Page 1 of 5 123 ... LastLast
Results 1 to 15 of 72
  1. #1
    Join Date
    Jan 2005
    Posts
    29

    Question Unanswered: Keeping PK's unique across (potentially) disconnected sites.

    Hi All,

    I'd like to throw this idea 'out there' to see if I'm missing something I'll later regret.

    I'm looking to resolve a scalability issue within our point-of-sale program. Currently the PK on transactional tables (sales and orders) is created by the application layer using a 'MAX(PKCol) + 1' mechanism. Obviously this requires that all users of the system, whether they're local or remote, have current data at any time they wish to insert. It's this limitation I'd like to remove. Most sites are using MS SQL Server 2000. No sites use anything specific to a later version.

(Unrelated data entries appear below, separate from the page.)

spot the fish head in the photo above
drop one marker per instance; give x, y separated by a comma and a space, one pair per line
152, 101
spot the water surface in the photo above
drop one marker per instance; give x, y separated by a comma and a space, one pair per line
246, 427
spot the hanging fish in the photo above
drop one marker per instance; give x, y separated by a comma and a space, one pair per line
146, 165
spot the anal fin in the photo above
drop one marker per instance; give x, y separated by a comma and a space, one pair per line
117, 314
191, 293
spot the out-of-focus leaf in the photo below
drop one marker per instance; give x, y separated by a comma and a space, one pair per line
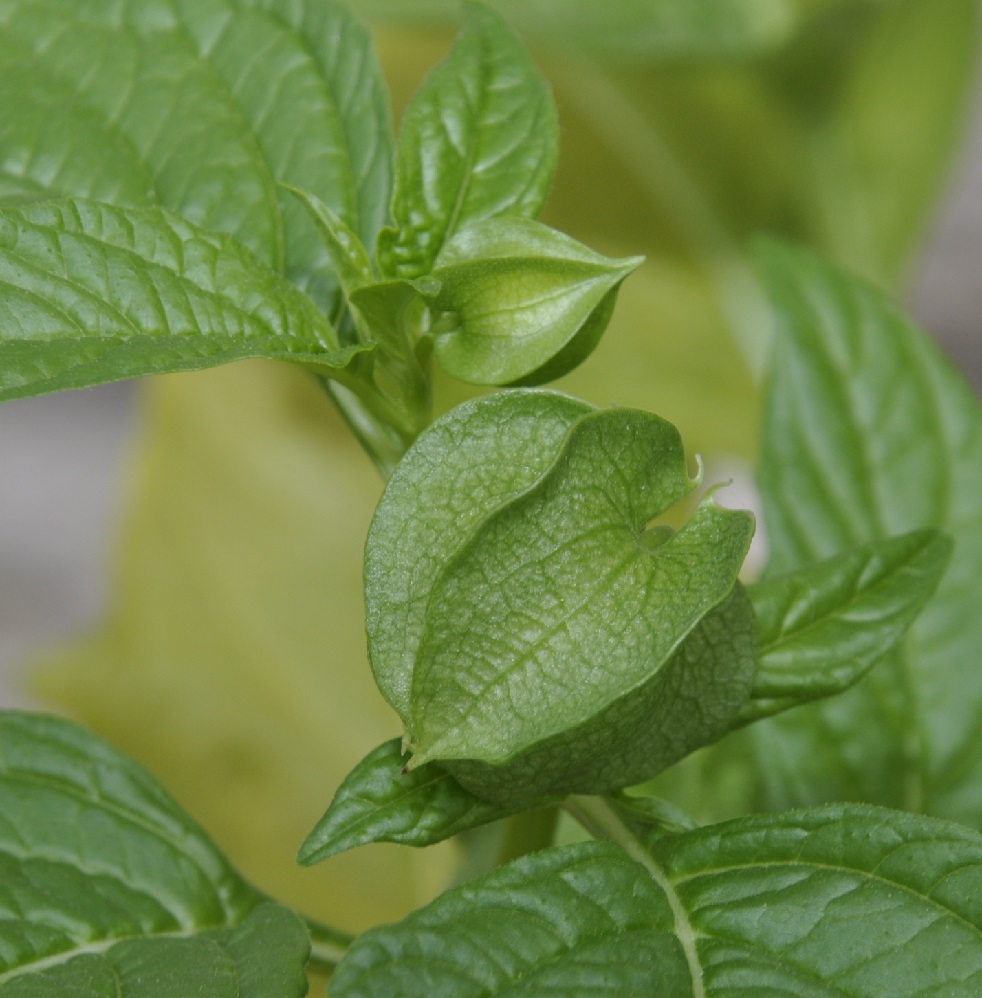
380, 801
838, 900
822, 627
869, 431
94, 293
107, 887
478, 140
630, 30
232, 661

    By having a PK that can be generated independently of a 'master' database we can overcome this issue. The PK values will need to be unique within a 'group' of shops and able to be generated by a program operating at any level. From 'head office' which manages a number of shops, to the server at a given shop and even the register / till itself should be able to create ID's while disconnected from the server (using a local database).

    It seems there's three main ways to accomplish this:
    - Identities,
    - MachineID, CurrentPK composite.
    - GUID's

    Identities: I've ruled out identities as I believe the administration overhead of dealing with them makes them impractical (there may be several hundred registers and therefore as many ranges to be set up within a group).

    MachineID, CurrentPK composite: The MachineID references a Machine table which has an entry for each ethernet MAC address which connects to the database. The reason I chose to store the MAC in another table rather than simply using it as column is that I'm fetching it from sysprocesses.net_address(nchar(12)) and believe it's computationally cheaper to use an int than a text column. This mechanism means that we can still expose the PK to the user in some cases (eg: InvoiceNumber printed on a receipt). When the local database is not up to date (usually due to network problems) there will be cases where the CurrentPK will be duplicated but kept unique since it's coupled with the new MachineID. The big drawback to this method is that all current code will need to be revised to deal with the composite keys (this will be a significant amount of development).

    GUIDs: Ugly to look at and time-consuming to type. They're not something which you'd expose to a user unmodified so realistically this means altering existing code to use a new 'user friendly' number where the PK is currently exposed to them. The use of GUIDs rule-out the use of clustered indecies on tables they're the PK for lest most inserts cause a page split. The splits would also necessitate more frequent index defrags / rebuilds. Using a non-clustered index incurs a penalty Vs a non-fragmented clustered one (doesn't it?) so while this avoids page-splits it comes at a cost.

    After all that I think the best solution is to use GUIDs with a non-clustered index for each of the PK's. While it might not be the fastest of the options (slower reads/joins Vs composite PK) it will be significantly faster to develop while maintaining acceptable performance.

    Thoughts?

  2. #2
    Join Date
    Feb 2007
    Posts
    62
    What you have is by far the worst way of doing it and good on you for having the guts to actually address it!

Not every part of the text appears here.